Кто посмел бы в чем-нибудь упрекнуть женщину, которая предстанет перед потомством увенчанная не только мученическим ореолом, но и прощением своего супруга?
Она это почувствовала; она поняла также, что с этой минуты стала неуязвима перед лицом истории; однако она ощутила себя еще более беззащитной перед тем, кого она любила слишком запоздало, чувствуя, что всю жизнь его недооценивала. Из груди несчастной женщины рвались уже не слова, а рыдания, крики; она говорила, что хочет умереть вместе со своим супругом и что, если ей откажут в этой милости, она уморит себя голодом.

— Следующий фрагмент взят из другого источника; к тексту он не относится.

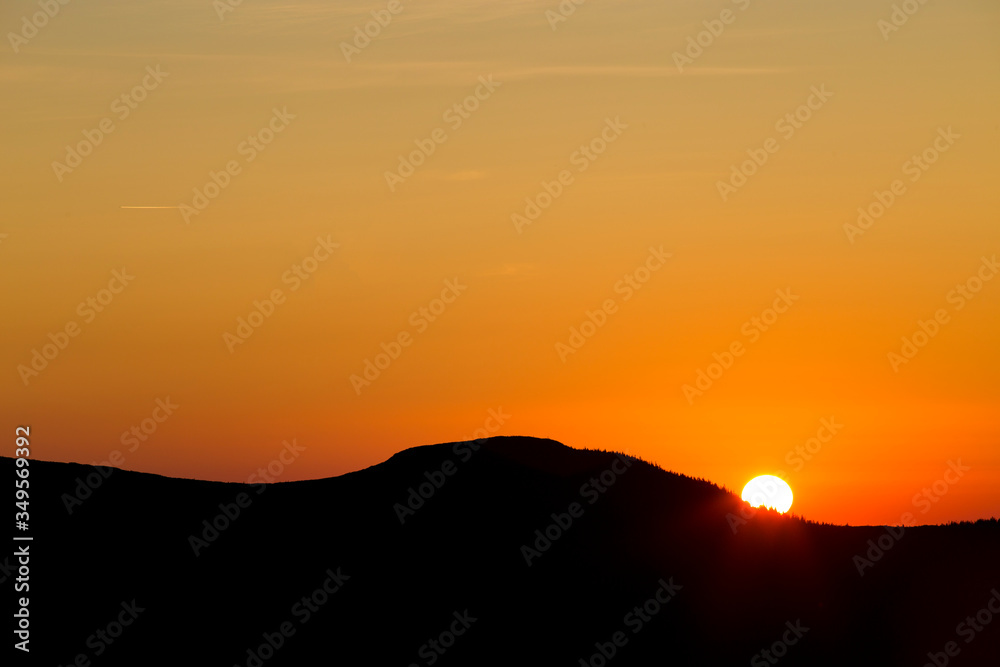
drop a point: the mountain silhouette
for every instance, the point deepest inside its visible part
(502, 551)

Комиссары муниципалитета, наблюдавшие за четой через застекленную дверь, не могли сдержаться: сначала они отвели глаза, лотом, ничего не видя, но продолжая слышать душераздирающие стоны, позволили себе снова стать людьми и зарыдали.
Предсмертное прощание длилось около двух часов.

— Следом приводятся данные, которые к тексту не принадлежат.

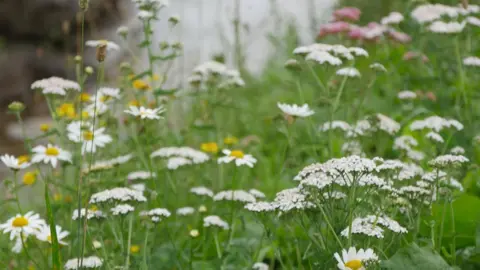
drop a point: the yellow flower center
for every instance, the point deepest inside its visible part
(20, 222)
(84, 97)
(52, 151)
(230, 140)
(23, 159)
(88, 136)
(354, 264)
(44, 127)
(209, 147)
(140, 85)
(134, 249)
(29, 178)
(237, 154)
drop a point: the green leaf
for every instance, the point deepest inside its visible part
(415, 257)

Наконец, в четверть одиннадцатого король поднялся первым; тогда жена, сестра, дети повисли на нем, как яблоки на яблоне: король с королевой держали дофина за руки; принцесса Мария Тереза, стоя по левую руку от отца, обняла его за талию; мадам Елизавета с той же стороны, что и ее племянница, но чуть сзади, сжимала плечо короля; королева — а именно она более других имела право на утешение, потому что была самой грешной, — обхватила мужа за шею, и вся эта скорбная группа медленно продвигалась к двери со стонами, рыданиями, криками, среди которых слышалось только:
— Мы увидимся, правда?
— Да… Да… не беспокойтесь!
— Завтра утром… завтра утром, в восемь часов?
— Я вам обещаю…
— А почему не в семь? — спросила королева.
— Ну, хорошо, в семь, — согласился король, — а теперь… прощайте! Прощайте!
Это "прощайте!" было так выразительно, что все почувствовали: он боится, как бы ему не изменило мужество.
Юная принцесса не могла более выносить эту муку: протяжно вздохнув, она без чувств упала на пол.
Мадам Елизавета и Клери поспешили ее поднять.
Король почувствовал, что ему надо быть сильным; он вырвался из рук королевы и дофина и бросился в свою комнату с криком:
— Прощайте! Прощайте!..
Он захлопнул за собой дверь.
Королева совсем потеряла голову: она прижалась к этой двери, не смея попросить короля открыть, и плакала, рыдала, стучала в дверь рукой.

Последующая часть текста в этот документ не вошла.